How the Unhinged Reaction to Maurizio Cattelan’s Banana Revealed the Thin Line Between the Art World and Total Anarchy

Everyone from the Guerrilla Girls to Popeyes Chicken had something to say.

Fairgoers take pictures of Maurizio Cattelan's Comedian, for sale from Perrotin at Art Basel Miami Beach 2019. Photo by Sarah Cascone.

When Parisian gallery Perrotin unveiled Comedian, Maurizio Cattelan’s $120,000 conceptual art piece of a real banana, duct taped to the wall, at Art Basel Miami Beach, it sent the meme factory into overdrive. Within minutes of the kick-off of the fair’s opening day, Cattelan was receiving texts from friends who were recreating the artwork at home. Almost instantly, it became a viral sensation.

The unassuming banana unleashed total chaos on Miami. Not one but two collectors purchased editions of the work in the fair’s opening hours on Wednesday. The dealer then raised the price on the third edition to $150,000, and sold it to a collector who will donate it to a museum, according to the Art Newspaper. Two artist proofs were not sold, despite widespread demand.

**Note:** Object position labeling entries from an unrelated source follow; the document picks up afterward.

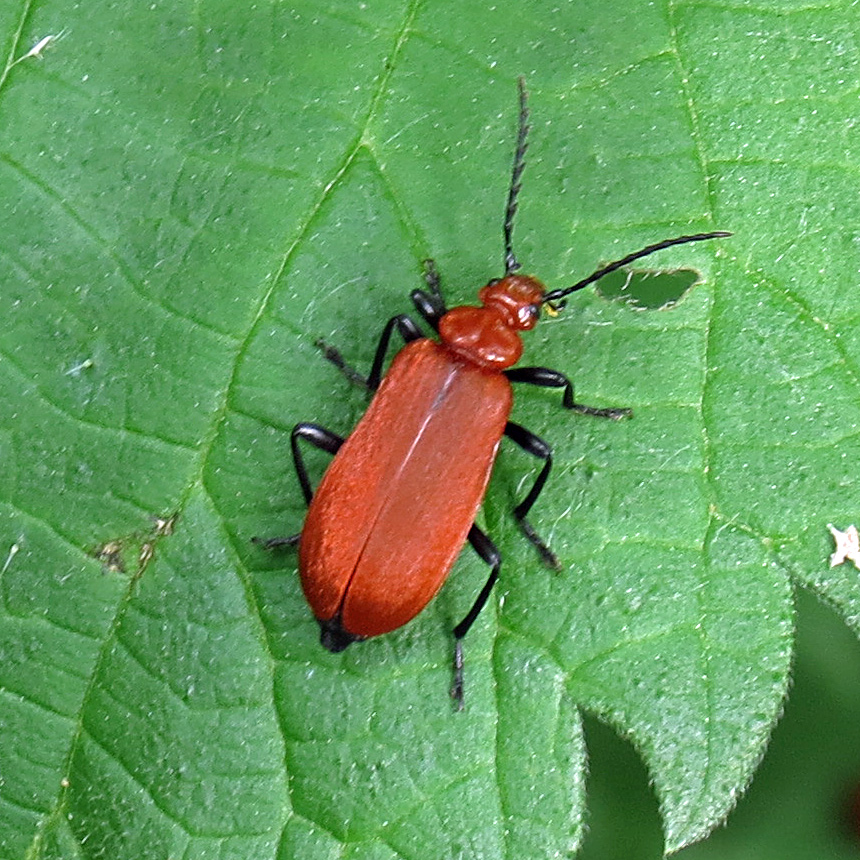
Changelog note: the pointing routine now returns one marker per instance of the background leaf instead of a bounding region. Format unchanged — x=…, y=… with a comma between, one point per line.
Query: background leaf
x=192, y=195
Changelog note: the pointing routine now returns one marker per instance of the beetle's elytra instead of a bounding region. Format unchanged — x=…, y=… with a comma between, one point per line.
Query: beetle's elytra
x=398, y=502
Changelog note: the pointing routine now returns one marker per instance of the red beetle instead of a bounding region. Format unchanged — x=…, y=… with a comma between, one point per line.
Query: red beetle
x=398, y=502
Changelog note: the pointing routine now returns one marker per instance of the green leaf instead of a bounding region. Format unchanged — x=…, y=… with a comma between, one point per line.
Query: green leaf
x=193, y=194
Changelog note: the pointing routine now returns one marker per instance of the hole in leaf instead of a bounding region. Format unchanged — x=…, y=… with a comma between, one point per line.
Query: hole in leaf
x=648, y=289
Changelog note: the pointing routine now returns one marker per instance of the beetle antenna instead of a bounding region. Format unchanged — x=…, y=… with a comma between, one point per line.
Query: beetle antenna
x=511, y=262
x=555, y=295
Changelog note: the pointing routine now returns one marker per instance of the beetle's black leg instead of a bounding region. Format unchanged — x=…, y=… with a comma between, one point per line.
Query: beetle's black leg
x=547, y=378
x=533, y=445
x=429, y=303
x=408, y=331
x=488, y=552
x=320, y=438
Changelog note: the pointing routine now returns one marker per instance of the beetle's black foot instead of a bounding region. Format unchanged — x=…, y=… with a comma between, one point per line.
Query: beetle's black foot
x=274, y=543
x=333, y=637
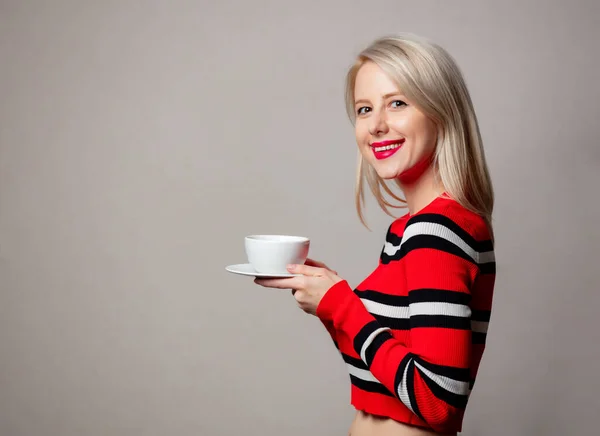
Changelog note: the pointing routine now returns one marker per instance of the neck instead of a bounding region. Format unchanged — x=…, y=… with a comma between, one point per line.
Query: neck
x=422, y=191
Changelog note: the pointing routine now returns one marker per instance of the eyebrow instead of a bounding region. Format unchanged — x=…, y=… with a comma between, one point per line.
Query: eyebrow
x=386, y=96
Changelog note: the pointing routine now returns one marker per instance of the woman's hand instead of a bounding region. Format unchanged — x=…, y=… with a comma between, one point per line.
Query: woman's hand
x=309, y=287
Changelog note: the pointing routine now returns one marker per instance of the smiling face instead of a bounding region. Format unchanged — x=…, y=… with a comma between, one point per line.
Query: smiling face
x=393, y=135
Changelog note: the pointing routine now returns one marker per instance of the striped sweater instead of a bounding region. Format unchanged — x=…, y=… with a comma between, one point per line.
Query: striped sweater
x=413, y=332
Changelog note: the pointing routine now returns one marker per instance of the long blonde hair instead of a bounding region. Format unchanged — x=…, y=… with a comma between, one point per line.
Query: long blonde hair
x=430, y=78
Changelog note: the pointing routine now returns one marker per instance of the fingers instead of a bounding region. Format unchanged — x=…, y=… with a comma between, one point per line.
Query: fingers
x=291, y=283
x=312, y=262
x=306, y=270
x=316, y=263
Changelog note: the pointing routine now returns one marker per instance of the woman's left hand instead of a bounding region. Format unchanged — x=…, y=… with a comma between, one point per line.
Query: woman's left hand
x=308, y=288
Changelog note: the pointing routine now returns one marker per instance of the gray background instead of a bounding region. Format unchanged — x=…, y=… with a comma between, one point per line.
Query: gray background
x=141, y=141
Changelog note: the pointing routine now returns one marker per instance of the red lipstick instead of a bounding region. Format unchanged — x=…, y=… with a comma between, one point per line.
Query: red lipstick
x=391, y=147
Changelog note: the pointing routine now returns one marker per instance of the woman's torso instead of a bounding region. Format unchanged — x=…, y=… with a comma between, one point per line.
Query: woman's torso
x=365, y=424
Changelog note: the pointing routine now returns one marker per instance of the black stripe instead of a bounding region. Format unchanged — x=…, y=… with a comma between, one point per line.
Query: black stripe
x=478, y=338
x=480, y=246
x=375, y=345
x=354, y=361
x=426, y=241
x=393, y=323
x=437, y=243
x=400, y=372
x=363, y=334
x=410, y=387
x=447, y=321
x=379, y=297
x=370, y=386
x=481, y=315
x=392, y=237
x=460, y=374
x=439, y=295
x=457, y=401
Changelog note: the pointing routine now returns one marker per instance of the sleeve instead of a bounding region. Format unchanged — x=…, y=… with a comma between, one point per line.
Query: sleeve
x=331, y=329
x=432, y=375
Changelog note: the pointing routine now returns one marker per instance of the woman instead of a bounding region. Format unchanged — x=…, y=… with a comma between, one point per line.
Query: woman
x=413, y=332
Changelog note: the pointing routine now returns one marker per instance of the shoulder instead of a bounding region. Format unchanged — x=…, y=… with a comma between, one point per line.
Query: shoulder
x=447, y=226
x=447, y=215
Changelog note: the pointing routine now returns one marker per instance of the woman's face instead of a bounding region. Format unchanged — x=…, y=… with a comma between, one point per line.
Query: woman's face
x=394, y=137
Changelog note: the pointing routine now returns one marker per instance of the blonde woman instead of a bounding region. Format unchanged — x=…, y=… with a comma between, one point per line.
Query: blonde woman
x=413, y=332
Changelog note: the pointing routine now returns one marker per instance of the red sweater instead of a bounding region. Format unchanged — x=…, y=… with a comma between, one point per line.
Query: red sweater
x=413, y=332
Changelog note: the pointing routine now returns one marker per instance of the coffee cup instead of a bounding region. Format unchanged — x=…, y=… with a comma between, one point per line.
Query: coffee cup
x=270, y=254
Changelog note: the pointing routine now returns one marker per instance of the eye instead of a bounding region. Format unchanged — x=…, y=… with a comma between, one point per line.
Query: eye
x=398, y=103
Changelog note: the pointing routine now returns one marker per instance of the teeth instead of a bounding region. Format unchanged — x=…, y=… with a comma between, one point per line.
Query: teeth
x=387, y=147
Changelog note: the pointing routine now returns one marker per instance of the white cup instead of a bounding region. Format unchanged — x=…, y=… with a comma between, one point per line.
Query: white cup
x=270, y=254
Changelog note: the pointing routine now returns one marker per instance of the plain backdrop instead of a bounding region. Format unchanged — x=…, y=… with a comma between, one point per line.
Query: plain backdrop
x=140, y=141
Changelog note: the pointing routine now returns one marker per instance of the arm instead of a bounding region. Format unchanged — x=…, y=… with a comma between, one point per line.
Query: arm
x=432, y=376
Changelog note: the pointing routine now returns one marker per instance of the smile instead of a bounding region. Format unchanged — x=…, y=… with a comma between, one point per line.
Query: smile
x=385, y=149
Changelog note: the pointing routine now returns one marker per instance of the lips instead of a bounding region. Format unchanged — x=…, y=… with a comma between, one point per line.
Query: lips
x=385, y=149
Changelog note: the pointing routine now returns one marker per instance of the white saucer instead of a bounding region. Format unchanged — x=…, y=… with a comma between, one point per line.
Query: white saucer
x=246, y=269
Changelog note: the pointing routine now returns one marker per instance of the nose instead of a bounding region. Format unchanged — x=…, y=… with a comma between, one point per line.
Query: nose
x=378, y=125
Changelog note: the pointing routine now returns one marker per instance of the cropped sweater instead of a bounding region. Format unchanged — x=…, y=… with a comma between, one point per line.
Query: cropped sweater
x=412, y=334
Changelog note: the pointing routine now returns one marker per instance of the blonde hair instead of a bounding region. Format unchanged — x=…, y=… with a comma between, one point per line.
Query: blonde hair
x=430, y=78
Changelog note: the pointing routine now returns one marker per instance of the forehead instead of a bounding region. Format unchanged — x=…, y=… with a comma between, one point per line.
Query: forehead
x=371, y=81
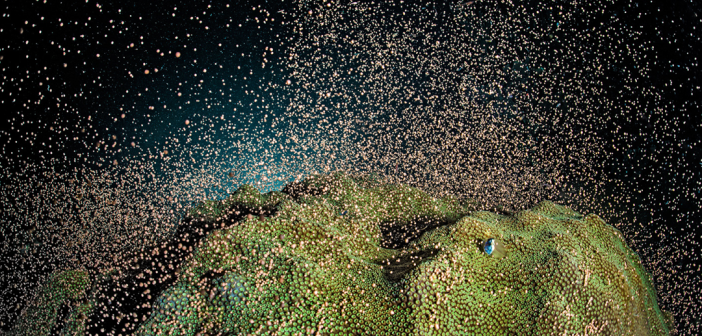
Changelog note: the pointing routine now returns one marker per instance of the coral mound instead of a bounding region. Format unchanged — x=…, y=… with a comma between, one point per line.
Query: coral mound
x=342, y=255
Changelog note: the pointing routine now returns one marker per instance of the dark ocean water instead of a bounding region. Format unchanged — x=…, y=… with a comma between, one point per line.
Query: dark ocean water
x=117, y=116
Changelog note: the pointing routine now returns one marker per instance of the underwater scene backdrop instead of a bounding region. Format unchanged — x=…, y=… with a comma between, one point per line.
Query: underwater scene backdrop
x=191, y=164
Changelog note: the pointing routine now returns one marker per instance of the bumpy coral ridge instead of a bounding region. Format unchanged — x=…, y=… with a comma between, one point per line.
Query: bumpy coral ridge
x=317, y=262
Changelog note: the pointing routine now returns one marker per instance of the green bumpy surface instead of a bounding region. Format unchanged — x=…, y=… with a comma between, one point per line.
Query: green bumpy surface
x=61, y=288
x=316, y=267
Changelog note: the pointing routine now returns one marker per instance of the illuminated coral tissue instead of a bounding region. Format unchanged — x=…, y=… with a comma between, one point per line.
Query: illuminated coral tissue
x=356, y=255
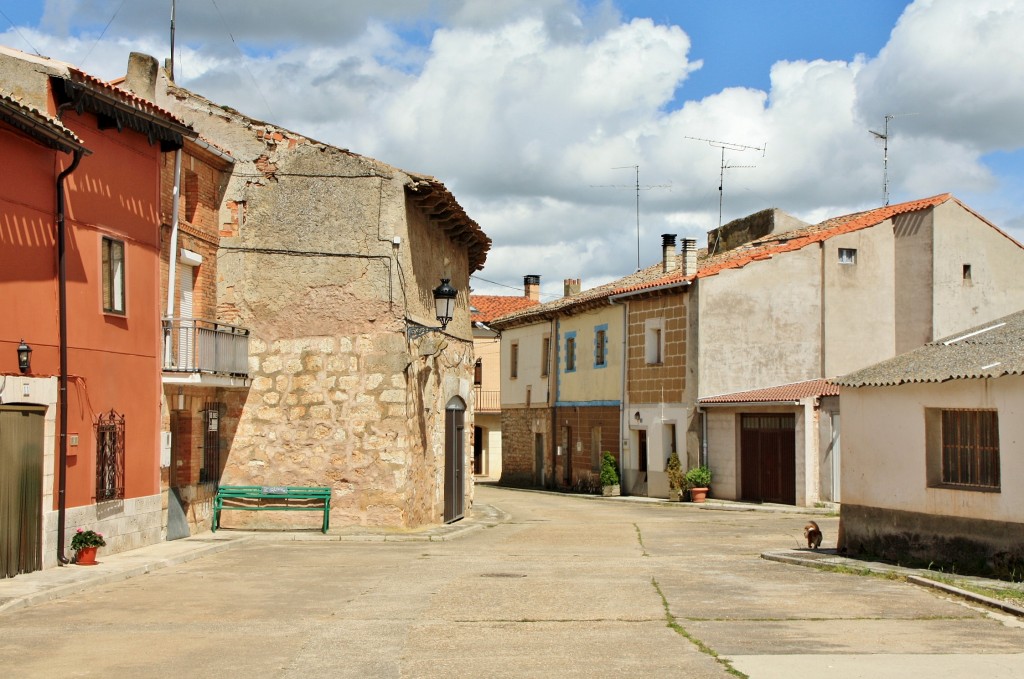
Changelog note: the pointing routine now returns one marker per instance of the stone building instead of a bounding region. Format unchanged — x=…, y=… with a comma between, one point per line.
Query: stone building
x=329, y=259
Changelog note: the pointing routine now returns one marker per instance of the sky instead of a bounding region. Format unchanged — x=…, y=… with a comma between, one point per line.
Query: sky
x=543, y=116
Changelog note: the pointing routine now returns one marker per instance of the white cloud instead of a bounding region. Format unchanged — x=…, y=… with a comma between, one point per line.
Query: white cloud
x=524, y=108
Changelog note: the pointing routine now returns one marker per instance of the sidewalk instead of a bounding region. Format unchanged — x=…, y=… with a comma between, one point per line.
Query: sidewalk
x=34, y=588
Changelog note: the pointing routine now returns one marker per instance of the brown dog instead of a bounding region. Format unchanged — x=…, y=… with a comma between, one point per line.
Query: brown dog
x=813, y=535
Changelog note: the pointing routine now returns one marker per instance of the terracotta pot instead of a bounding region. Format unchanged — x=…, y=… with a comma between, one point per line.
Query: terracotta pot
x=86, y=556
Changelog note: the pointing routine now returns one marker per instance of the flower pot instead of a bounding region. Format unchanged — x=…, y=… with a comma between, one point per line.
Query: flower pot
x=86, y=556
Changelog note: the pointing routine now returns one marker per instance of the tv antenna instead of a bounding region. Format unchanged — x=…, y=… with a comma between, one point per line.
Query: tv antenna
x=730, y=145
x=638, y=188
x=884, y=135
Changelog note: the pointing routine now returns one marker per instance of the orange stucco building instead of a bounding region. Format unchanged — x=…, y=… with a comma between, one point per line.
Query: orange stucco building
x=69, y=139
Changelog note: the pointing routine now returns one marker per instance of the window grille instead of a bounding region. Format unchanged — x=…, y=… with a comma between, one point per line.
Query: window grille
x=971, y=448
x=210, y=471
x=110, y=457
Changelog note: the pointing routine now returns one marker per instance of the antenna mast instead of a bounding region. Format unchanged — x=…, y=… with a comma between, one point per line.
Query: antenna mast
x=171, y=64
x=723, y=167
x=884, y=135
x=637, y=187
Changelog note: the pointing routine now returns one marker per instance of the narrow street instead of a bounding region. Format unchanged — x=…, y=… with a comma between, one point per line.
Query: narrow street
x=567, y=587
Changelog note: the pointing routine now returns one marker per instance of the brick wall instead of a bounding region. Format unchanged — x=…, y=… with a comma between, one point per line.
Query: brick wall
x=648, y=383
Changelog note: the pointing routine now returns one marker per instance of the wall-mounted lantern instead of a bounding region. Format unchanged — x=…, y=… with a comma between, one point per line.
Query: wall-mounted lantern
x=444, y=296
x=24, y=357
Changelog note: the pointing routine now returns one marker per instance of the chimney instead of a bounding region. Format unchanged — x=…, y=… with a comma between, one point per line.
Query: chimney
x=531, y=287
x=141, y=76
x=669, y=252
x=689, y=256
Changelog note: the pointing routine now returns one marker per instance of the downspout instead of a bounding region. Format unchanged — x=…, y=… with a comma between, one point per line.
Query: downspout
x=62, y=379
x=172, y=258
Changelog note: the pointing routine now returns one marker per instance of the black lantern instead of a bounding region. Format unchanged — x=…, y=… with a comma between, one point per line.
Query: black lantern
x=444, y=296
x=24, y=357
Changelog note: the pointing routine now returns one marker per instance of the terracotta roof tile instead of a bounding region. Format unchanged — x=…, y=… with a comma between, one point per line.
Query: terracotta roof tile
x=773, y=244
x=486, y=307
x=795, y=391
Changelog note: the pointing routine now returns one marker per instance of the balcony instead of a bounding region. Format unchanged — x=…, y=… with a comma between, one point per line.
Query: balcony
x=488, y=401
x=200, y=346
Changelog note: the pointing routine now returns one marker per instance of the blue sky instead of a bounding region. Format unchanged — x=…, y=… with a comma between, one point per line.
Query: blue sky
x=525, y=108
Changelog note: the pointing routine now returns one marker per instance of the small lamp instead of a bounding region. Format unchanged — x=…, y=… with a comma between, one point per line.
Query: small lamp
x=444, y=296
x=24, y=357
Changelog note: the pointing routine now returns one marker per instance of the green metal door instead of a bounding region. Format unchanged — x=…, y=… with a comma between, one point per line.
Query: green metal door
x=20, y=489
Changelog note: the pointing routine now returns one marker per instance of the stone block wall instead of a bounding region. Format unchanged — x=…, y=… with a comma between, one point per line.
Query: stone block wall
x=519, y=429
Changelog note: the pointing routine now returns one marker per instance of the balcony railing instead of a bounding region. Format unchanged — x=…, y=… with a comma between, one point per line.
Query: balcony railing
x=197, y=345
x=488, y=401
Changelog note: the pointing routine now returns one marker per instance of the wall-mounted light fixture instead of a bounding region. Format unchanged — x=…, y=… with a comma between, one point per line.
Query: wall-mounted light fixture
x=444, y=296
x=24, y=357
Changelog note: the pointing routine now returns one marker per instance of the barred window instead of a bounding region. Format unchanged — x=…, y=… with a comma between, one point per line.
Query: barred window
x=964, y=449
x=114, y=276
x=110, y=457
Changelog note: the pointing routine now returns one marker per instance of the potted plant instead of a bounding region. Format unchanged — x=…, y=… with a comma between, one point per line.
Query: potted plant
x=698, y=480
x=85, y=544
x=609, y=475
x=674, y=470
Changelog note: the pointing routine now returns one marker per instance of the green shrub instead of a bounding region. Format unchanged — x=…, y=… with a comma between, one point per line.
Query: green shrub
x=609, y=470
x=698, y=477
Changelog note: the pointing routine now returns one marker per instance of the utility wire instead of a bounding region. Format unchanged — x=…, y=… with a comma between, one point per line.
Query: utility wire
x=18, y=32
x=244, y=61
x=102, y=33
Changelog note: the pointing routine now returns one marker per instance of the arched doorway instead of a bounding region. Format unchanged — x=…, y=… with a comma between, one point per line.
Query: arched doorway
x=455, y=456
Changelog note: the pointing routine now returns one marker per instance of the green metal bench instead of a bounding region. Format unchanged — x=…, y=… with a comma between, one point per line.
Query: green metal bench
x=272, y=498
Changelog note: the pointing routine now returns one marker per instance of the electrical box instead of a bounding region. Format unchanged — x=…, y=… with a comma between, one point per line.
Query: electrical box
x=165, y=449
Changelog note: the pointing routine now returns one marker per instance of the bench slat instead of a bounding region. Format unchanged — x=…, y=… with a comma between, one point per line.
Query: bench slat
x=238, y=495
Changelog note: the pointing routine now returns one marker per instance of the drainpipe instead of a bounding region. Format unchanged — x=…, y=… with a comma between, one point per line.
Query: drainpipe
x=62, y=380
x=172, y=258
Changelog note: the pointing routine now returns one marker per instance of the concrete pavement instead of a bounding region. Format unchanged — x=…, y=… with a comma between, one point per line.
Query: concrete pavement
x=559, y=585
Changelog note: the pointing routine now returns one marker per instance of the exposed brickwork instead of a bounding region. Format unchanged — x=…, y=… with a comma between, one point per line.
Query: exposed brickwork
x=652, y=383
x=519, y=429
x=586, y=459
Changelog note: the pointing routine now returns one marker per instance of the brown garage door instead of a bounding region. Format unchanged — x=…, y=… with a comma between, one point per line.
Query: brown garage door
x=768, y=450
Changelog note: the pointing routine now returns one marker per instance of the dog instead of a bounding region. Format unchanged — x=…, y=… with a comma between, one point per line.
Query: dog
x=813, y=535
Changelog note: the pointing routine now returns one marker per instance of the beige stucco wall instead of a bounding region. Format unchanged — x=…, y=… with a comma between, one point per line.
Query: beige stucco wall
x=996, y=286
x=884, y=462
x=590, y=383
x=529, y=380
x=760, y=325
x=724, y=454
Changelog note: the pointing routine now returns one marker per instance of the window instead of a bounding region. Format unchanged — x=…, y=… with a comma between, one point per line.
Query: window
x=569, y=352
x=600, y=346
x=653, y=341
x=210, y=471
x=114, y=276
x=963, y=449
x=110, y=457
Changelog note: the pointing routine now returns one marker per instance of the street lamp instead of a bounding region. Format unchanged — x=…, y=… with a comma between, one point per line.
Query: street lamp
x=444, y=296
x=24, y=357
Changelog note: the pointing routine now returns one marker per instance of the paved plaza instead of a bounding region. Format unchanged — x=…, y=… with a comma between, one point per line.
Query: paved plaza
x=539, y=585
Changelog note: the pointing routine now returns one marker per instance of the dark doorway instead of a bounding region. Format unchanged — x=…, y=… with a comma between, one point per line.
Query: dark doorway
x=767, y=458
x=478, y=451
x=20, y=489
x=455, y=455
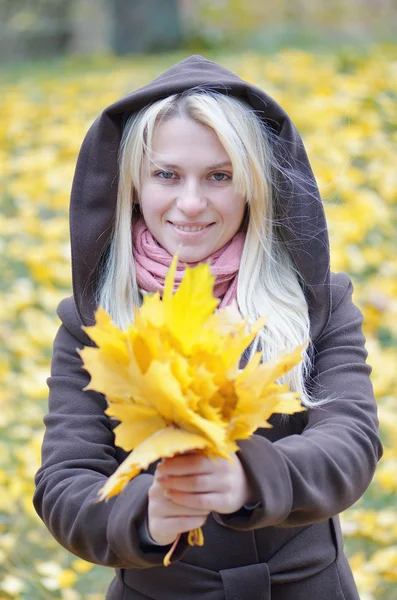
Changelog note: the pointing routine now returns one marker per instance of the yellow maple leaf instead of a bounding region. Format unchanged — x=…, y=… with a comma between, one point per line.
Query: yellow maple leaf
x=173, y=381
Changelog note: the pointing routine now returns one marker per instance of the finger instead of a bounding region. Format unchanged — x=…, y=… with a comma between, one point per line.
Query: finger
x=206, y=502
x=182, y=524
x=161, y=504
x=190, y=483
x=186, y=465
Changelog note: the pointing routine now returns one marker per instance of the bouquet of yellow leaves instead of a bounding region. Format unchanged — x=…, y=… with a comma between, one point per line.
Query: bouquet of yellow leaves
x=172, y=378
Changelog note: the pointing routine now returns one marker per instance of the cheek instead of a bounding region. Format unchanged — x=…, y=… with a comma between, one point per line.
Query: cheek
x=233, y=210
x=153, y=201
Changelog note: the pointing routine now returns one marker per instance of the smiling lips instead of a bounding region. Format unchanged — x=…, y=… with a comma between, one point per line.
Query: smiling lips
x=192, y=227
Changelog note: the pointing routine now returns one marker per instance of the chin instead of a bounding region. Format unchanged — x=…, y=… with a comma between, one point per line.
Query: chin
x=190, y=257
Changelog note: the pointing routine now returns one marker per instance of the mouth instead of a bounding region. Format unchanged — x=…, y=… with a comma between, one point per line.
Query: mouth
x=190, y=229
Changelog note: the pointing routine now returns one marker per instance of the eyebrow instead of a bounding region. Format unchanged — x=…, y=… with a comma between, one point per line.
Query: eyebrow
x=221, y=165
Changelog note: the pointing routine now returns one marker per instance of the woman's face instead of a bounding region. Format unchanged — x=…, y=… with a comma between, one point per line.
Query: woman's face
x=188, y=199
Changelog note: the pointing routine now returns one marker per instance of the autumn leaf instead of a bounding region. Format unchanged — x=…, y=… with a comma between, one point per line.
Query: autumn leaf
x=172, y=379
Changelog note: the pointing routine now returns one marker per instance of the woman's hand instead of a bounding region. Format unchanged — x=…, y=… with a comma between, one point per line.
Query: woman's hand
x=197, y=483
x=166, y=519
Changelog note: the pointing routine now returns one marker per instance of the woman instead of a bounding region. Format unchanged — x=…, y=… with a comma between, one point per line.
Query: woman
x=202, y=162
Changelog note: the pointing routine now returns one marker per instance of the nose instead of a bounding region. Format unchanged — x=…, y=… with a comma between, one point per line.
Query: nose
x=191, y=199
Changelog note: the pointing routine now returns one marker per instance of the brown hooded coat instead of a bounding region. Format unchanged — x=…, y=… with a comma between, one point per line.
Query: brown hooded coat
x=304, y=471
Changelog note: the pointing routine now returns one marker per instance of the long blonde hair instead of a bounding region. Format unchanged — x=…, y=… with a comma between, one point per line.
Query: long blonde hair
x=268, y=282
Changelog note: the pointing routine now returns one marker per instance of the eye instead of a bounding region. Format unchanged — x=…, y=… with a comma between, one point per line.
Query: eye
x=164, y=174
x=221, y=176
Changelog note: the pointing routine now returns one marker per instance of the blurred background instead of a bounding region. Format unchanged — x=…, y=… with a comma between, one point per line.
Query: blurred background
x=332, y=66
x=31, y=30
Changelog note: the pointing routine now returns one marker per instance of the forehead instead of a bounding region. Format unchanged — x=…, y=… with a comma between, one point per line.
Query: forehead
x=181, y=138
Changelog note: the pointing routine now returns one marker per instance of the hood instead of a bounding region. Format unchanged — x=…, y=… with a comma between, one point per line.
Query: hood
x=94, y=190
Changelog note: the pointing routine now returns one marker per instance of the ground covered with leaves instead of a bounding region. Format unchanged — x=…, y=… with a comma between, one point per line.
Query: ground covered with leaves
x=345, y=108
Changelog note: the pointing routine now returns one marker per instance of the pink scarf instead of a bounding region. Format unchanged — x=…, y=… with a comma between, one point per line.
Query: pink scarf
x=152, y=263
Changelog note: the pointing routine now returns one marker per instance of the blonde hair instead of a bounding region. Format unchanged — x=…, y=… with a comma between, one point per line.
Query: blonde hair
x=268, y=283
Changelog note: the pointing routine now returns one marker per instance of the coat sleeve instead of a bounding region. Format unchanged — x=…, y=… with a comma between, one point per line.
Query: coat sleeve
x=306, y=478
x=78, y=455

The banana installation became such a spectacle in the Miami Beach Convention Center that the gallery had to put up a velvet rope in front of the piece to control the crowds. The banana-induced frenzy hit its zenith Saturday afternoon, when performance artist David Datuna ate the artwork. Datuna sauntered over, took down the banana, peeled it, and began eating it, telling the crowd he was a “hungry artist.”

Although the gallery had sourced a spare banana in the event of just such an incident, Perrotin chose to remove the banana from the booth for the last day. He was following recommendations from the fair, which was concerned that that the banana was drawing uncontrollable crowds that risked damaging other nearby artworks.

In its place, artist Rod Webber scrawled the phrase “Epstein Didn’t Kill Himself” across the empty white wall in red lipstick, referring to convicted sex offender Jeffrey Epstein, who had close ties to many wealthy and powerful figures in business and politics. His death at a New York prison was officially ruled a suicide, but has birthed numerous conspiracy theories. At Art Basel, the message—a popular internet meme—was quickly covered up with white cardboard, according to the New York Daily News.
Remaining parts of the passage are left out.